A R. contestou, impugnando os factos alegados pelos AA. para fundamentar a sua pretensão e alegando que possuía licença de estabelecimento e licença de exploração para a linha em causa, encontrando-se o apoio implantado no prédio dos AA. devidamente licenciado pelo órgão do Governo com competência para tal efeito, que efectuou os trabalhos respectivos a coberto e por força da Intimação Administrativa emanada da D.R.E. do Centro, a que teve de recorrer, assim como à Posse Administrativa, para estabelecer uma linha eléctrica de utilidade pública, devido à intransigência do A. marido, e que a madeira cortada ficou nos respectivos terrenos.
Pediu ainda a condenação dos AA. como litigantes de má fé, em multa e indemnização.
Os AA. responderam, mantendo a posição assumida na petição inicial e defendendo não existir litigância de má fé da sua parte, requerendo, por sua vez, a condenação da R. como litigante de má fé, em multa e indemnização.
Foi realizada audiência prévia e foi elaborado despacho saneador, no qual o Tribunal Administrativo e Fiscal de Aveiro se declarou incompetente para conhecer do pedido subsidiário, decisão que foi confirmada, em recurso, por Acórdão do Tribunal Central Administrativo Norte de 15/07/2016 (fls. 765/782).
Foi remetida, a pedido dos AA., certidão do processo para o Juízo Central Cível de Aveiro, nos termos do art. 99º, nº 2, do C.P.C., para conhecimento do pedido subsidiário formulado, originando a presente acção.
Por despacho de 10/05/2017 foi declarada suspensa a instância até à decisão final do pedido principal no processo do Tribunal Administrativo e Fiscal de Aveiro, por o conhecimento do pedido subsidiário depender da improcedência daquele.
O pedido principal foi julgado improcedente, bem como os pedidos de condenação em litigância de má fé, por sentença de 29/07/2019, transitada em julgado, do Tribunal Administrativo e Fiscal de Aveiro.
Prosseguiram então os presentes autos, com dispensa da audiência prévia. Foi proferido despacho saneador, foi fixado o objecto do litígio e foram elencados os temas da prova.
Procedeu-se seguidamente a julgamento.
Após, foi proferida sentença, em 02/12/2022, na qual se decidiu julgar a acção parcialmente procedente e, em consequência, condenar a R. a pagar aos AA. a quantia de €30.791,10, acrescida de juros de mora, à taxa legal, a partir de 28/03/2017 (data em que os autos deram entrada no Tribunal da Comarca de Aveiro) e até integral pagamento.

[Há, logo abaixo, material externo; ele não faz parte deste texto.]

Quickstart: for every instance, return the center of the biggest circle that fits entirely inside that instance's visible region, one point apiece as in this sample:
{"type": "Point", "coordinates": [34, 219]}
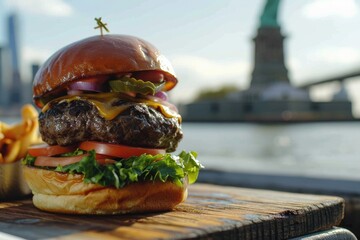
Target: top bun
{"type": "Point", "coordinates": [99, 55]}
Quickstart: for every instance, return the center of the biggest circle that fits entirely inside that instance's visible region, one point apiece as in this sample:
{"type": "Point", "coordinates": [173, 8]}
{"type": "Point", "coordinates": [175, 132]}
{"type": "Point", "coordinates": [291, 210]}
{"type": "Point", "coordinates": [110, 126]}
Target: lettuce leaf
{"type": "Point", "coordinates": [127, 84]}
{"type": "Point", "coordinates": [162, 167]}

De tal sentença veio a R. interpor recurso, tendo, na sequência da respectiva motivação, apresentado as seguintes conclusões (!), que se transcrevem:
«A. Foi a Recorrente A... S.A. condenada a pagar aos Recorridos AA e BB a quantia global de €30.791,10, acrescida de juros de mora à taxa legal, a título de indemnização emergente de responsabilidade civil por factos lícitos, decorrente do estabelecimento da linha de distribuição de energia elétrica a 60 kV Mourisca-Ílhavo.
B. O presente recurso de apelação limita-se à parte da sentença que contende com a condenação da Recorrente no pagamento aos Recorridos do montante parcial de €30.000,00, referente à perda edificativa de 600 m2 nos terrenos propriedades daqueles, com fundamento no estabelecimento da linha.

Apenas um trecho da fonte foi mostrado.